Comienzo a leer A la recherche du temps perdu. Llego a p. 14. ¡Qué análisis tan sutil! («y me pongo a pensar y a sentir, lo cual es siempre triste»).
Por avenida de Mayo un ciego vende lápices y agita una campanilla. En las escaleras del [ilegible] una ciega entona un cántico muy antiguo. Pasa un hombre de espeso pelo rojo y mullidos bigotes también rojos. Sus anteojos verdes repelen la [ilegible]. Se manifiesta inquieto. Me pregunto cómo puede soportar esa carga de tonos tan horrendos.
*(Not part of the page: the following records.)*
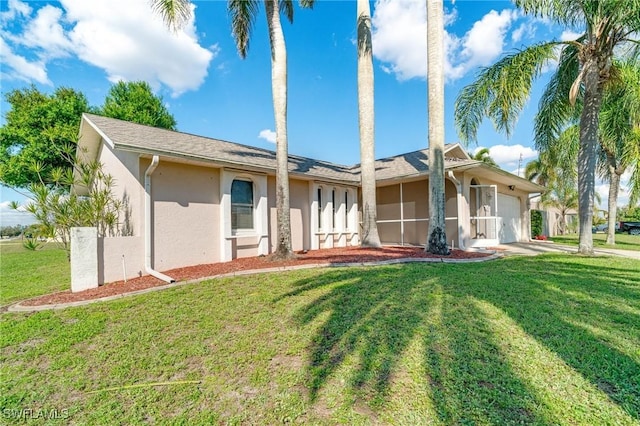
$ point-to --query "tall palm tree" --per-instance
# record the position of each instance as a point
(539, 170)
(563, 196)
(620, 137)
(584, 68)
(370, 237)
(484, 155)
(437, 238)
(243, 14)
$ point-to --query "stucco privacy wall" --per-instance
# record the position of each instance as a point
(403, 216)
(185, 214)
(243, 242)
(299, 204)
(124, 167)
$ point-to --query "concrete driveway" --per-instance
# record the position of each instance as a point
(534, 248)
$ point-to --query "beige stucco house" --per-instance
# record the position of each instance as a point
(193, 200)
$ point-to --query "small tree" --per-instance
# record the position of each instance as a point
(135, 101)
(57, 210)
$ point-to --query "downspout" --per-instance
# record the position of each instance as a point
(458, 203)
(147, 222)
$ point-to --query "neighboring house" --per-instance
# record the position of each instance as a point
(552, 219)
(194, 200)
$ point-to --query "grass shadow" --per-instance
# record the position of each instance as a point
(577, 309)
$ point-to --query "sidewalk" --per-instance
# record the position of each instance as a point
(533, 248)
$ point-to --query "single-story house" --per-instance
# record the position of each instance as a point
(192, 200)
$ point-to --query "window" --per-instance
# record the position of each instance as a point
(241, 204)
(346, 210)
(333, 207)
(319, 208)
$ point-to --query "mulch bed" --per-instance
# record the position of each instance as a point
(332, 256)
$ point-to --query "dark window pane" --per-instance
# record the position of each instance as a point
(241, 204)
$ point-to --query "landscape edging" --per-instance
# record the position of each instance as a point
(18, 307)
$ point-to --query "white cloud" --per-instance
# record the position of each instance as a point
(485, 41)
(45, 32)
(20, 68)
(268, 135)
(16, 8)
(399, 31)
(568, 35)
(111, 35)
(509, 155)
(602, 189)
(399, 39)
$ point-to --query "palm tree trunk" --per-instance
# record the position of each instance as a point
(279, 89)
(437, 240)
(587, 153)
(370, 237)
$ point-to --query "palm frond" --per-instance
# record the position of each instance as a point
(174, 13)
(500, 92)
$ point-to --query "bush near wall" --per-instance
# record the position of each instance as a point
(536, 223)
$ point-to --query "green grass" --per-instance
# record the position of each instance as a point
(623, 241)
(553, 339)
(28, 274)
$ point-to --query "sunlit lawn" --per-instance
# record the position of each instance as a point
(553, 339)
(623, 241)
(26, 274)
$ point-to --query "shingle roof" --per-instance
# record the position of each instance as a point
(152, 140)
(411, 164)
(136, 137)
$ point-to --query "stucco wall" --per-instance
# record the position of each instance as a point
(415, 209)
(111, 254)
(185, 215)
(124, 167)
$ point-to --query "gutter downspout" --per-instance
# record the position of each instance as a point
(147, 222)
(458, 203)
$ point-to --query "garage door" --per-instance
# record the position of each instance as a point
(509, 219)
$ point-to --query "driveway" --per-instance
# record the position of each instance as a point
(534, 248)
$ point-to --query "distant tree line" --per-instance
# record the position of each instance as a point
(38, 140)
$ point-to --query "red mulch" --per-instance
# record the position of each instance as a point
(335, 255)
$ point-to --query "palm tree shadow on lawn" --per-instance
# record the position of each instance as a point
(374, 317)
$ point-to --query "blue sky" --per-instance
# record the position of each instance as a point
(211, 91)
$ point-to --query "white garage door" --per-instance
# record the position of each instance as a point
(509, 218)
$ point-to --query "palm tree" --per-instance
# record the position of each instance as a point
(584, 68)
(620, 137)
(539, 170)
(437, 238)
(484, 155)
(243, 14)
(370, 237)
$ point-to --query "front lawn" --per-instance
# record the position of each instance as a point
(27, 273)
(623, 241)
(552, 339)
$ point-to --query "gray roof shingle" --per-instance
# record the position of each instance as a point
(152, 140)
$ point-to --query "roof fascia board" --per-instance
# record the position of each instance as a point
(97, 129)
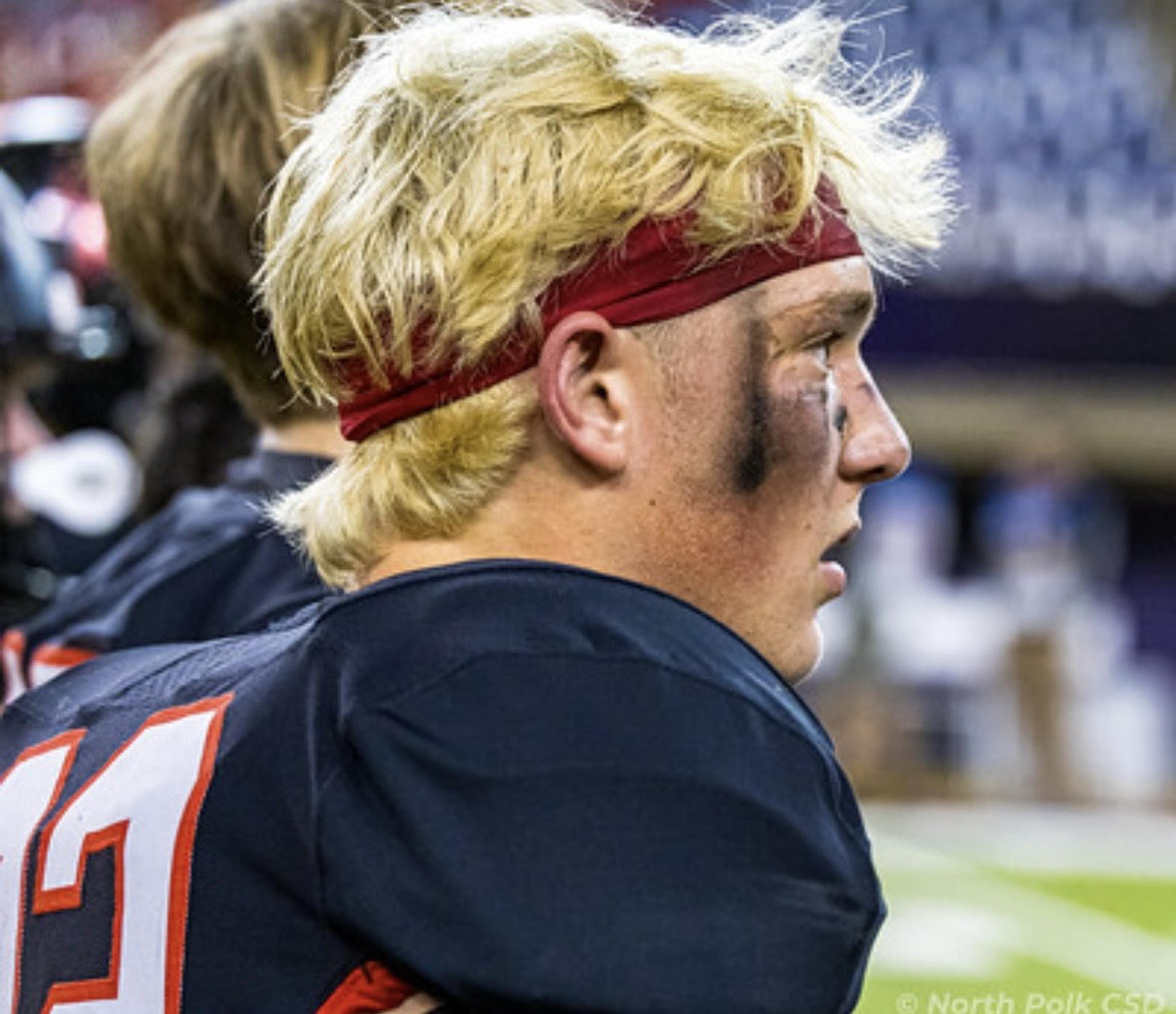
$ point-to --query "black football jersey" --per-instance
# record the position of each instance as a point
(518, 786)
(207, 565)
Después, hay tres o cuatro seres vestidos de negro. Gesticulan temerosos poniendo en evidencia su llegada a la capital. Tienen todos la tez rojiza como manos de sirvienta. Seres de agua de pozo y hogar oprimido. Con bocas endurecidas a fuerza de pan duro y vino. Se respira junto a ellos un aire deprimente. (lomo esos domingos de los suburbios con las calles cerradas y las voces radiales exhalando grotescamente la situación de las canchas de football. Creo que Julien Green fue el que dijo al llegar y ver América que jamás sintió una tristeza de ese género.
Lo comprendo. No es que niegue mi depresión interna. ¡ No!
Escribir y escribir. Siento un placer casi morboso al escribir estas sensaciones. Por nada del mundo quisiera estar en otra parte ni en otro ser.